O New York Times entrevistou sete venezuelanos que ficaram detidos em centros de contenção. Vários deles contaram que ficaram apinhados em cômodos sem camas, comida quente, janelas ou água potável suficiente.

“Não dava para pedir ajuda a ninguém. A única coisa que recebíamos eram xingamentos”, contou Aristizabal, o enfermeiro, que foi transferido entre vários centros depois de retornar de uma visita à sua mãe na Colômbia.

Durante o tempo que passou detido, Aristizabal contou que dormiu no chão algumas vezes –no asfalto de uma rodoviária ou no chão de um quarto de hotel sem janelas que dividiu com cinco outras pessoas.

Algumas pessoas contaram que ficaram detidas com bebês de 1 ano de idade, sem medidas especiais para proteger as crianças. Outras disseram que foram forçadas a tomar os medicamentos incluídos no protocolo oficial para o tratamento de qualquer pessoa que tenha o coronavírus ou seja suspeita de ter, mesmo sem apresentar qualquer sintoma.

Os medicamentos incluídos nos protocolos do governo não têm eficácia comprovada no tratamento de coronavírus e podem ter consequências perigosas. Eles incluem a hidroxicloroquina, que a FDA (Food and Drug Administration, órgão americano que controla medicamentos) avisou que pode provocar arritmias cardíacas graves em pacientes com coronavírus, e o antiparasitário ivermectina, que a OMS disse que não deve ser usado para tratar a Covid.

Vídeos feitos por venezuelanos em centros de confinamento revelaram condições sanitárias precárias. Várias pessoas disseram que não estão recebendo tratamento para doenças preexistentes, que receberam uma única máscara para usar durante todo o tempo que passam no centro e que é impossível praticar distanciamento social.

Mas o pior de tudo, disseram, era não ter ideia de quanto tempo ficariam detidas.

Em um vídeo divulgado por um parlamentar oposicionista, cinco homens e mulheres idosos envoltos em cobertores sujos estão apinhados numa salinha sem janelas, com cadeiras dilapidadas e uma beliche sem colchões. O lugar seria uma estação de primeiros socorros mantida pelo governo em Caracas.

“Me tirem daqui, por favor”, disse um homem visivelmente angustiado. “Estou morrendo aqui. Me sinto pior a cada dia que passa.”

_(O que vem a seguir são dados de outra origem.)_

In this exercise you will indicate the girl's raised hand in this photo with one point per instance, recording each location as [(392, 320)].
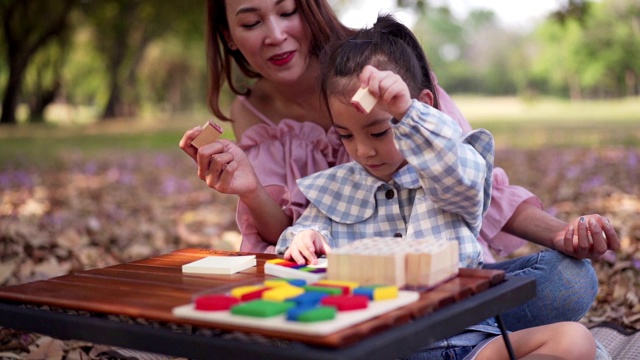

Maduro afirma que sua reação rápida –ele impôs o "lockdown" no país em 17 de março, imediatamente depois de serem confirmados os dois primeiros casos de coronavírus no país— permitiu à Venezuela evitar a devastação sofrida por países vizinhos.

Oficialmente, a Venezuela tem um dos índices de contaminação mais baixos da região. Cinco meses depois de detectado o vírus, o número de mortes diárias em nenhum momento passou de 12, segundo o governo.

“Você recebe um atendimento único no mundo, um atendimento humano, amoroso, cristão”, disse Maduro em discurso à nação em 14 de agosto.

Mas especialistas em saúde dizem que as baixas cifras oficiais se devem aos índices baixíssimos de testes. Há pouco acesso a testes precisos de coronavírus, e eles levam semanas para serem processados em um dos dois laboratórios aprovados pelo governo, segundo disseram oito médicos em três Estados venezuelanos entrevistados para esta reportagem.

Temendo represálias do governo, os médicos não quiseram revelar seus nomes.

A maioria dos pacientes com sintomas de Covid-19 não chega a ser testada ou morre antes de receber os resultados, razão pela qual nunca chegam a ser incluídos nas estatísticas oficiais, disseram os médicos.